Corporate Governance, Rule 10C-1, and the SEC: The NYSE, Director Independence, and Personal Relationships (Part 7A)

The NYSE Listing Standard for Compensation Committees was adopted in Exchange Act Release No. 68639 (Jan. 11, 2013).  The standards are here.  The NYSE responded to some of the comments made on the proposal in a letter dated January 2013.

The NYSE provides that a director, to be independent, must have "no material relationship with the listed company."  NYSE Rule 303A.02. The language suggests that the focus for determining director independence is on relationships with the issuer.

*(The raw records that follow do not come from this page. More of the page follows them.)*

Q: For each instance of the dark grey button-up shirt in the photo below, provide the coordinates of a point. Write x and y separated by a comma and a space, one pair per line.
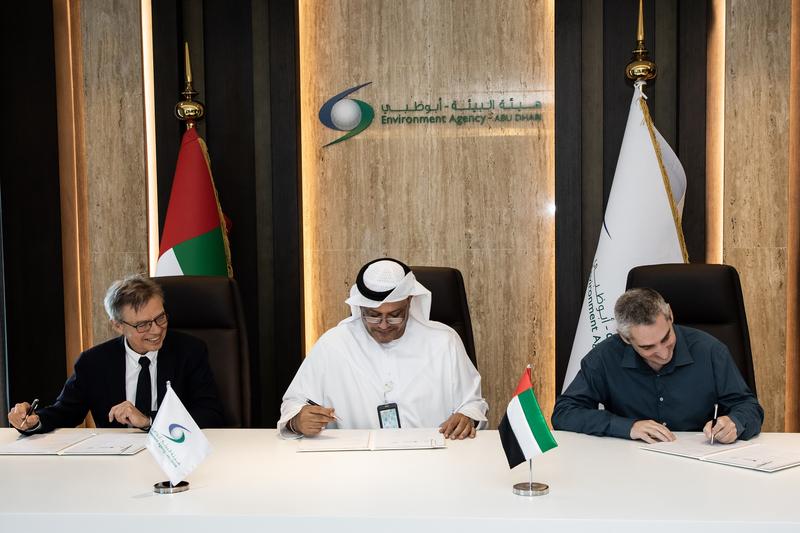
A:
681, 395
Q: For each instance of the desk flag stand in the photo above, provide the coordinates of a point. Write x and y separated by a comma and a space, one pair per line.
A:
166, 487
531, 487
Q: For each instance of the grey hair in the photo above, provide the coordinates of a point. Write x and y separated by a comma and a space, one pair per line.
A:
135, 290
639, 307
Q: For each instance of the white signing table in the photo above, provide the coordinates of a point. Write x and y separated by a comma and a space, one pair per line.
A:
255, 481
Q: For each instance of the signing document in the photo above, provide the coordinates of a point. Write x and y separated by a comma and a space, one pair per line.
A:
745, 454
332, 440
61, 442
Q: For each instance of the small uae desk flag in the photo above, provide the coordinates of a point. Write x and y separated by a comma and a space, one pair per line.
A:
176, 443
525, 434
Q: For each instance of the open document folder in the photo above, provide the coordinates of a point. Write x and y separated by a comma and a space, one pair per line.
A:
335, 440
62, 442
745, 454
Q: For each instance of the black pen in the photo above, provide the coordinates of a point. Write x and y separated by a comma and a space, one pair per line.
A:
312, 402
33, 406
714, 423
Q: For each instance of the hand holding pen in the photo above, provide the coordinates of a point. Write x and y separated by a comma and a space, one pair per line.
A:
23, 416
311, 419
720, 429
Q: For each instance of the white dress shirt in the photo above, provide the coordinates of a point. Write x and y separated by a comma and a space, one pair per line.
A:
132, 375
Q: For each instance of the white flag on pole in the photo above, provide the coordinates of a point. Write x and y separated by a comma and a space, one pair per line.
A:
642, 226
175, 440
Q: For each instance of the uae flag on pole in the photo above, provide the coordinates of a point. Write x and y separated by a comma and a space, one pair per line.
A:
194, 241
524, 431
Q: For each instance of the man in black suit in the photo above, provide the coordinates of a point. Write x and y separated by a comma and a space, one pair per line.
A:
123, 381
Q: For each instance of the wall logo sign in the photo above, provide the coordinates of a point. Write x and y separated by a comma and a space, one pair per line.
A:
346, 114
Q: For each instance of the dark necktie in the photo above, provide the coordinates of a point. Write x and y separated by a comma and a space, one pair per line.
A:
144, 400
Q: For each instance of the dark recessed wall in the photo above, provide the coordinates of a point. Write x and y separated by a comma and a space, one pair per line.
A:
33, 304
244, 64
593, 45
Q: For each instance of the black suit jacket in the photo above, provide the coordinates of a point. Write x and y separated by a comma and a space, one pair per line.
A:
98, 383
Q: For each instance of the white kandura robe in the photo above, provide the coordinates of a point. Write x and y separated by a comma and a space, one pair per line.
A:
426, 372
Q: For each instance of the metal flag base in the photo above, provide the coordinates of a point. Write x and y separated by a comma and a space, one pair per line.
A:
531, 489
165, 487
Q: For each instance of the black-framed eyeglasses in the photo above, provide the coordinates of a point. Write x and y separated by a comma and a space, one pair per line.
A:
145, 325
377, 319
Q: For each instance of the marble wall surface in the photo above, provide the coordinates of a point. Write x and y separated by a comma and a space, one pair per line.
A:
754, 199
101, 125
478, 197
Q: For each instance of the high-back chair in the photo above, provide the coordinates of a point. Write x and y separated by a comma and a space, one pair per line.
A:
210, 308
449, 302
705, 297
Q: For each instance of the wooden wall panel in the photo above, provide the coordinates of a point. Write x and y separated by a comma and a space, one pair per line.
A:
113, 125
478, 198
756, 163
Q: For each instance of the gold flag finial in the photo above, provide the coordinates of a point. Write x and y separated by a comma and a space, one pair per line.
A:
189, 110
640, 67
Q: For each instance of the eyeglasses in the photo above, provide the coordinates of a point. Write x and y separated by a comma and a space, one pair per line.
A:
391, 320
145, 325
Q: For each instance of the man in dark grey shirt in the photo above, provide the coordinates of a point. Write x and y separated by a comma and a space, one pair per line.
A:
653, 378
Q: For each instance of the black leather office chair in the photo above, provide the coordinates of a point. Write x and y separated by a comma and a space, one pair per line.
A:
449, 302
706, 297
210, 308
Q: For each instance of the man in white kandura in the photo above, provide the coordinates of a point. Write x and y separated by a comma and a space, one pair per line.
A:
387, 365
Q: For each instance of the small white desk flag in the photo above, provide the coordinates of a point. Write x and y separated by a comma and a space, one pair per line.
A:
175, 440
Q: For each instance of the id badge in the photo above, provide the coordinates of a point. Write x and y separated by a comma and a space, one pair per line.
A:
388, 415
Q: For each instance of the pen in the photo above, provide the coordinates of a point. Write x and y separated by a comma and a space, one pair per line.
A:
714, 423
33, 406
312, 402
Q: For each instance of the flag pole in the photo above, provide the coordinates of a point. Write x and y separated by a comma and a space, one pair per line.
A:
640, 68
189, 110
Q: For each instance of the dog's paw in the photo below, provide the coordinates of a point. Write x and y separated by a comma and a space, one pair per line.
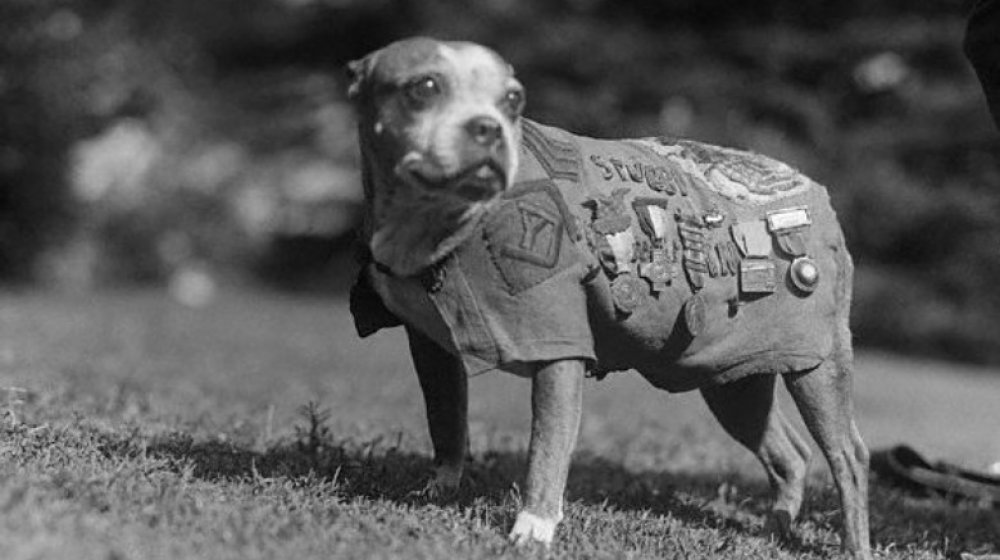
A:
530, 528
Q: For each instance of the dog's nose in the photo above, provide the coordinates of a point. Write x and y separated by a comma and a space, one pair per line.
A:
485, 131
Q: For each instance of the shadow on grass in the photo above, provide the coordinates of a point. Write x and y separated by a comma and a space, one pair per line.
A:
377, 470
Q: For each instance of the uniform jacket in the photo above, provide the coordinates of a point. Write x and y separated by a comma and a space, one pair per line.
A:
668, 256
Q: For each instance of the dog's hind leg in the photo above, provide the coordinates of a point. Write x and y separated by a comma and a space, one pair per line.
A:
824, 398
445, 387
749, 412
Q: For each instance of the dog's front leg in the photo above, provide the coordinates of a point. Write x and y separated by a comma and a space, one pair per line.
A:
556, 404
445, 387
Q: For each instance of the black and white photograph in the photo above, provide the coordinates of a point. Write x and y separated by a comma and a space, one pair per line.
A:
499, 279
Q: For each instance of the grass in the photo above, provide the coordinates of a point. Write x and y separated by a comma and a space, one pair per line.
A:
261, 427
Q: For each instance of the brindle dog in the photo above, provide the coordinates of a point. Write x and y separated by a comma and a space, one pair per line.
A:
442, 136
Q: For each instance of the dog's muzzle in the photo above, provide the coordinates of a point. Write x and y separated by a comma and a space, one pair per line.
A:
481, 180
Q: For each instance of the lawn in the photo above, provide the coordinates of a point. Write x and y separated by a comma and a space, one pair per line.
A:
261, 427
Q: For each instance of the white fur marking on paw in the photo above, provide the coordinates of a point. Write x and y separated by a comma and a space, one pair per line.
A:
529, 527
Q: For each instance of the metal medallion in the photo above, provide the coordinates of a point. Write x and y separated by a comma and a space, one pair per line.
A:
626, 291
757, 276
804, 274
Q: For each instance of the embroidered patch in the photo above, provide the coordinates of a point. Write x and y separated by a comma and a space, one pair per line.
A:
560, 158
735, 174
526, 235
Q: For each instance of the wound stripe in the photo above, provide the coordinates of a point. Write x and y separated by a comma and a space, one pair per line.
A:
561, 159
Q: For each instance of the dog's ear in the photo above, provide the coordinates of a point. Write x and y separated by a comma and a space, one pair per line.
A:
357, 71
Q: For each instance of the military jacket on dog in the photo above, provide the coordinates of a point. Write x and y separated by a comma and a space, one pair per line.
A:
692, 263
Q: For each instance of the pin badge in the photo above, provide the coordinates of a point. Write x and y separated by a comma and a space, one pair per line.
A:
714, 219
757, 276
789, 226
694, 315
659, 271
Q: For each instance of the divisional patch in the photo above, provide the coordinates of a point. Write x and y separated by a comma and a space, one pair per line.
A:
527, 236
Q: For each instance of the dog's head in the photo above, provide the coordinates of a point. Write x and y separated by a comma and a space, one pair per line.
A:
439, 136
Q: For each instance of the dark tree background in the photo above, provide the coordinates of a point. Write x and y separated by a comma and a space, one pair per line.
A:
138, 136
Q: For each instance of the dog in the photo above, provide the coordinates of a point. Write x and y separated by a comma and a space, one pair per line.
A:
503, 244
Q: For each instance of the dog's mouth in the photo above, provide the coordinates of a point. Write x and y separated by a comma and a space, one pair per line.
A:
477, 182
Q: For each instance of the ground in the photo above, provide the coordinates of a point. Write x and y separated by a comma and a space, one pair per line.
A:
151, 430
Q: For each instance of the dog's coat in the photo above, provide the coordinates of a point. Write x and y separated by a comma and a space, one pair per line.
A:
655, 254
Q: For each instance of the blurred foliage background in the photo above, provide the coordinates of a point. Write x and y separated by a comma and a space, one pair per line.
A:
190, 141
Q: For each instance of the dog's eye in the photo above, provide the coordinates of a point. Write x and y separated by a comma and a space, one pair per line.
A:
513, 102
423, 90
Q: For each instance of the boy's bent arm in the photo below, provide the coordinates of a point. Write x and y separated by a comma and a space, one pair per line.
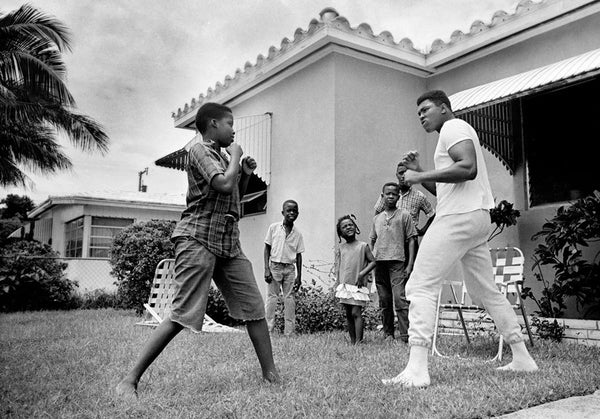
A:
266, 257
248, 165
298, 281
225, 182
412, 247
362, 275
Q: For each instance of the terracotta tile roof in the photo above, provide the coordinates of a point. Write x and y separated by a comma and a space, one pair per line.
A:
330, 18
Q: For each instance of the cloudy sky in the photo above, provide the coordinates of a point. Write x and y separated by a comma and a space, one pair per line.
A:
135, 62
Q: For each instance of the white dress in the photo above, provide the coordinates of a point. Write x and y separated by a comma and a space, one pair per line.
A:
351, 259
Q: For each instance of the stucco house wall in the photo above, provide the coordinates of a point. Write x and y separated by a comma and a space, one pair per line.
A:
375, 123
302, 156
570, 40
94, 273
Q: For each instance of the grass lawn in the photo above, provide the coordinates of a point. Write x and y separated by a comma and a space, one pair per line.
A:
66, 365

The language is susceptible to, and has been interpreted to mean, that relationships between executive officers and directors are not part of the equation.  In other words, independence turns entirely on the relationship between a director and the issuer. 

The confusion was exacerbated by the commentary to the provision.  The NYSE noted that it was impossible to list all factors that would bear "on the materiality of a director's relationship to a listed company," again emphasizing relationships to the issuer.  Moreover, in listing examples of disqualifying relationships, the comment included "commercial, industrial, banking, consulting, legal, accounting, charitable and familial relationships, among others."  In other words, there was no mention of personal or business relationships except for the one reference to family.  But family was already required to be considered when determining whether one of the categorical exceptions to independence applied.  See NYSE Listing Standard 303A.02(b)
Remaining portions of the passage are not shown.